Jerome is now employed as part of Liberia’s National Community Health Assistant Program, where he is a critical part of the country’s primary health system. Over the course of a few weeks, Jerome was trained in basic skills to to diagnose and treat preventable diseases—from treating children for malaria and pneumonia and screening kids for malnutrition, to ensuring mothers have a birth plan to deliver in the clinic, to delivering contraceptives and screening for diabetes and high blood pressure. Upon completing his training, he was equipped with medicine and supplies like a smartphone with video lessons on topics like assessing a child for malnutrition. Now, Jerome serves the daily health needs of his neighbors.
“I met a guy that I helped before. He had a problem and I encouraged him to go to the health facility to get treatment. So he went to our local clinic and they referred him to Buchannan. When he got well, I met him and he said, ‘my brother, I most appreciate what you do. You helped me a lot. I just have to appreciate you and I can’t forget about you,’” explains Jerome.
With the nearest clinic more than five kilometers away, Jerome is able to team up with his supervisor and other frontline health workers to create a strong link to the public health system for patients who require additional care. Before the introduction of the national program, Jerome’s community didn’t have a trained midwife and pregnant women rarely visited the health facility. Now, thanks to community health workers like Jerome, women are receiving high-quality antenatal care services and are safely delivering babies in the facility.
“When I was growing up as a child there was no clinic, there wasn’t even a trained traditional midwife… but now things are changing. With [community health workers] that have a passion for the job, the community can be better,” recalls Jerome.
After growing up watching his community struggle to access healthcare, Jerome is a testament to what’s possible when clinicians, frontline, and community health workers work together to expand access to healthcare. In the future, Jerome hopes to continue serving his community by becoming a clinical supervisor.
When community health workers like Jerome are trained and supported to bring primary health services to the doorsteps of people living far from care, they can improve health outcomes and save lives. In Grand Bassa County, where Jerome is one of the 252 community health workers serving over 45,000* people, coverage of treatment for childhood illness like pneumonia, malaria, and diarrheal disease increased in districts implementing the National Community Health Assistant Program compared to districts that were not. In communities served by the national program in Liberia, community health workers now treat 45 percent of all reported malaria cases for children under five.

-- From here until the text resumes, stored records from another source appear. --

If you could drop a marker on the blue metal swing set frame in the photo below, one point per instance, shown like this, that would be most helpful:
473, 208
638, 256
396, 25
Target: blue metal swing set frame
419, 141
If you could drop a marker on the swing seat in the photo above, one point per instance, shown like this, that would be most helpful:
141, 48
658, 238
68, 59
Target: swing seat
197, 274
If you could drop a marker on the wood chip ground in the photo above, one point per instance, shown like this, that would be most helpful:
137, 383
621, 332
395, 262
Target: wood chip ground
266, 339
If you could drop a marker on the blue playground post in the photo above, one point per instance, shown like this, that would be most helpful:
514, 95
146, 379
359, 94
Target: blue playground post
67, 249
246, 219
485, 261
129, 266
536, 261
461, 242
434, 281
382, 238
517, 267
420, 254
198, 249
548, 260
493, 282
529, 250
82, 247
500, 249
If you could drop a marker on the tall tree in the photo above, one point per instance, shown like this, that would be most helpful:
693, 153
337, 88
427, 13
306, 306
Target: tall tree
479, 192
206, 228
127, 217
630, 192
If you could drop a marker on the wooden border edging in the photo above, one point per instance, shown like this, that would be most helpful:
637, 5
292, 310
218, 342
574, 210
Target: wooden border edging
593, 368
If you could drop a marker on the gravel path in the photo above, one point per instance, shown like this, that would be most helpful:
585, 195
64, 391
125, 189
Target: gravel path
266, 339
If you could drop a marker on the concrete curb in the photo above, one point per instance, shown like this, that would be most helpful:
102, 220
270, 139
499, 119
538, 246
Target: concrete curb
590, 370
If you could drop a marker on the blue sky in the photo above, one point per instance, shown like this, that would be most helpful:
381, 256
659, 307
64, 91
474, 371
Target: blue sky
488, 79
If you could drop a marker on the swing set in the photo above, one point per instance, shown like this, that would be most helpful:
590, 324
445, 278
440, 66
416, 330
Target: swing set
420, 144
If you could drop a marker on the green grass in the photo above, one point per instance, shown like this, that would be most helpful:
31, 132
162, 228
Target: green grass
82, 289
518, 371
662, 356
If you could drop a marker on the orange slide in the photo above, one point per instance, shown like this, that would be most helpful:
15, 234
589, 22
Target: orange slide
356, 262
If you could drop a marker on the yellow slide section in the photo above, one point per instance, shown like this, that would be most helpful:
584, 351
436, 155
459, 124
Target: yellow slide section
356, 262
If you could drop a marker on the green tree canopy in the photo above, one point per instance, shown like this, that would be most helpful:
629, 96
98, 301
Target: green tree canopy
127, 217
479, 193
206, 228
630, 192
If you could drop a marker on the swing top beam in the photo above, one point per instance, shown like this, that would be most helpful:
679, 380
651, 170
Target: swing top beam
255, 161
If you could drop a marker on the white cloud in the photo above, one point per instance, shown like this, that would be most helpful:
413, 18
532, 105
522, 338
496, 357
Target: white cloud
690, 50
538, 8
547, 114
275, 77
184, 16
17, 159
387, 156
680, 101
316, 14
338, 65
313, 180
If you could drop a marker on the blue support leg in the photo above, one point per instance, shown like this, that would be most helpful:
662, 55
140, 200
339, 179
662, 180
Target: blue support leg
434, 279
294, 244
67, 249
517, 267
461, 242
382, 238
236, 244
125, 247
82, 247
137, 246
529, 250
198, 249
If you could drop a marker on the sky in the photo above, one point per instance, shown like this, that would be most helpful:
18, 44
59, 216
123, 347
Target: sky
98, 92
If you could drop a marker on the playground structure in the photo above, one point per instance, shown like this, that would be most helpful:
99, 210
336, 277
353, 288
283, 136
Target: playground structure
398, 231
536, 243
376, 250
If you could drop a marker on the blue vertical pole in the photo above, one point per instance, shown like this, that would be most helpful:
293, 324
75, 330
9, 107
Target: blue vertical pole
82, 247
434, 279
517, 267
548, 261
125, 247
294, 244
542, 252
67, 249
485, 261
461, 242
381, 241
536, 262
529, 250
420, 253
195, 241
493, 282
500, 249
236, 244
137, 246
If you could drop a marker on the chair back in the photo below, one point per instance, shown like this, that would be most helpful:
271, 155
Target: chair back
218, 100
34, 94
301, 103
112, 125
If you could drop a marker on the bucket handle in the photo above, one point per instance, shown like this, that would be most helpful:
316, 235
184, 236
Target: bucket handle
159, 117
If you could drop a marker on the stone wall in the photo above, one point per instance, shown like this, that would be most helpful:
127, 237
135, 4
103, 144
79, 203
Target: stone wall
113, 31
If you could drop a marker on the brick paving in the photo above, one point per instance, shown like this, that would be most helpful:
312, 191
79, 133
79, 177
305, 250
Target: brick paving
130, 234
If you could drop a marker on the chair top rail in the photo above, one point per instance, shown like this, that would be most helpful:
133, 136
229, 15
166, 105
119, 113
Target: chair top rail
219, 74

The Ebola epidemic propelled Liberia to extend the reach of its health system. As countries respond to COVID-19, investments in expanding access to primary healthcare through community health workers could help them defeat the virus, while also laying the foundation for a robust health system that is prepared to respond to future global health emergencies.
*Grand Bassa County, Liberia has an estimated population of 250,000, of this, the population within the districts served by the National Community Health Worker program is approximately 45,000.